Kwoji à Auribeau-sur-Siagne : l’IA comme moteur de la création d’entreprise
Fondée par Mathis Etcheberry, en parallèle de son métier de Lead Product Manager, cette plateforme d'engagement collaborateurs par le jeu vidéo illustre une nouvelle vague de création d'entreprises rendue possible aujourd’hui par l'IA.
Kwoji vient d'entrer dans sa phase de test avec ses premières équipes pilotes. Le concept : quinze jeux en ligne de trois à cinq minutes, joués entre collègues pendant une pause, couplés à une mesure anonyme et hebdomadaire du moral de l'équipe. L'idée est née d'une partie organisée par Mathis Etcheberry, qui avait réuni plus de cent personnes ne se connaissant pas et qui, en quelques minutes, jouaient ensemble. (Photo DR : Mathis Etcheberry).
Le fabuleux levier de l'IA
“Je ne voulais pas que ça n'arrive qu'une fois par an”, explique-t-il.
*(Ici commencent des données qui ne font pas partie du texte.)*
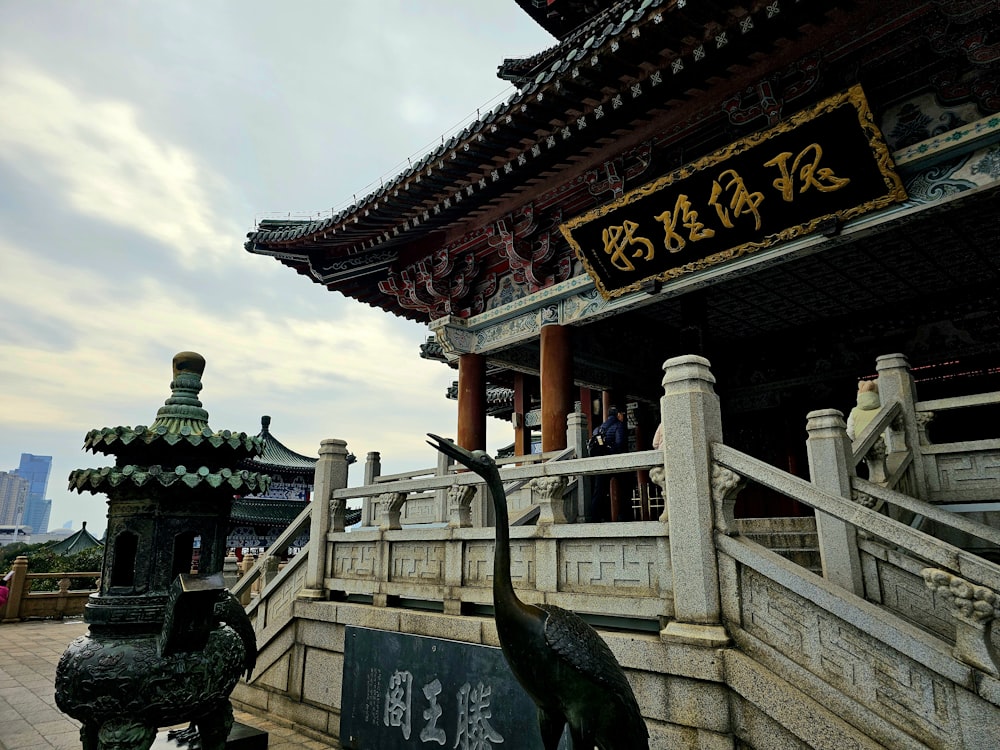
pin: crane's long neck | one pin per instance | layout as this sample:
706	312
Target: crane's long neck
504	597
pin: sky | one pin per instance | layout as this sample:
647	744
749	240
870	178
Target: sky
140	142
Le pari repose sur les travaux du MIT Human Dynamics Lab, qui montrent que la fréquence des micro-échanges informels explique une part majeure des écarts de productivité entre équipes : là où un séminaire annuel coûte entre 100 et 500€ par personne pour une intensité ponctuelle, Kwoji propose une dose quotidienne de cohésion, accessible sans aucune installation, via un simple lien.
Mais l'histoire de Kwoji reste avant tout celle d'une aventure entrepreneuriale rendue possible aujourd’hui par la puissance de l'intelligence artificielle. Basé à Auribeau-sur-Siagne près de Grasse, Mathis Etcheberry construit son projet le soir, le week-end et pendant ses vacances, en parallèle de son métier de Lead Product Manager dans une entreprise parisienne pour laquelle il travaille en remote. Fort de huit ans d'expérience en Fintech et SaaS B2B, diplômé de l'emlyon business school et titulaire d'un Graduate Certificate in Computer Science de HarvardX, il a fait le choix de travailler en Lean, par cycles courts, avec l'IA comme levier pour passer de l'idée au produit testable en quelques jours plutôt qu'en quelques mois. “Sans l'intelligence artificielle, je n'aurais pas pu lancer Kwoji”, admet-il sans détour.
La structure de coût du projet change complètement
Ce que change concrètement l'IA? “C'est avant tout la structure de coûts du projet : les frais propres à Kwoji tiennent dans une cinquantaine d'euros par mois, un montant qui me permet d'attaquer un marché qui n'aurait pas été rentable avec une équipe traditionnelle”. Le fondateur fait ponctuellement appel à des freelances pour développer un jeu (une quinzaine sont déjà sur la plateforme) ou améliorer l'architecture technique, mais à des coûts bien inférieurs à ceux d'une équipe complète non augmentée par l'IA.
Résultat : Kwoji est proposé à 2€ par mois et par salarié, avec un plan illimité à 399€ pour 500 collaborateurs. Des tarifs pensés pour les TPE et PME, impossibles à atteindre sans cette réduction drastique des coûts de développement. Même la stratégie de communication du projet a été déléguée à un agent IA, explique-t-il : création de l'espace presse, identification des journalistes, rédaction et envoi des messages de prospection ont été entièrement automatisés, laissant au fondateur le soin d'échanger personnellement une fois le contact établi.
La trajectoire prudente de Mathis Etcheberry
Techniquement, Kwoji reste volontairement simple d'accès : la plateforme fonctionne à 100% en mode responsive, sur ordinateur, tablette ou mobile, sans application dédiée, dans une logique assumée de réduction de la friction. Côté données, l'anonymat des répondants est garanti avec un seuil minimum de cinq personnes par équipe avant que le moindre score ne soit visible pour l'entreprise. Le but est de détecter rapidement les baisses de moral sans jamais divulguer la moindre information individuelle.
Fondée en juillet 2026, la startup recherche actuellement dix équipes pilotes pour cette rentrée, avec trois mois offerts quel que soit l'effectif et un onboarding assuré personnellement par Mathis Etcheberry. Pour l'heure, ce dernier évite de communiquer activement sur le projet, gardant un pied dans son emploi salarié en attendant de mesurer la traction commerciale de Kwoji avant d'éventuellement s'y consacrer à plein temps. Une trajectoire prudente qui illustre, selon lui, une tendance plus large : celle de fondateurs capables aujourd'hui de construire et tester une entreprise sans abandonner leur emploi principal, ni disposer des moyens traditionnels (développeur, designer, équipe commerciale) grâce à des agents IA qui viennent combler les compétences manquantes. Nouveau monde.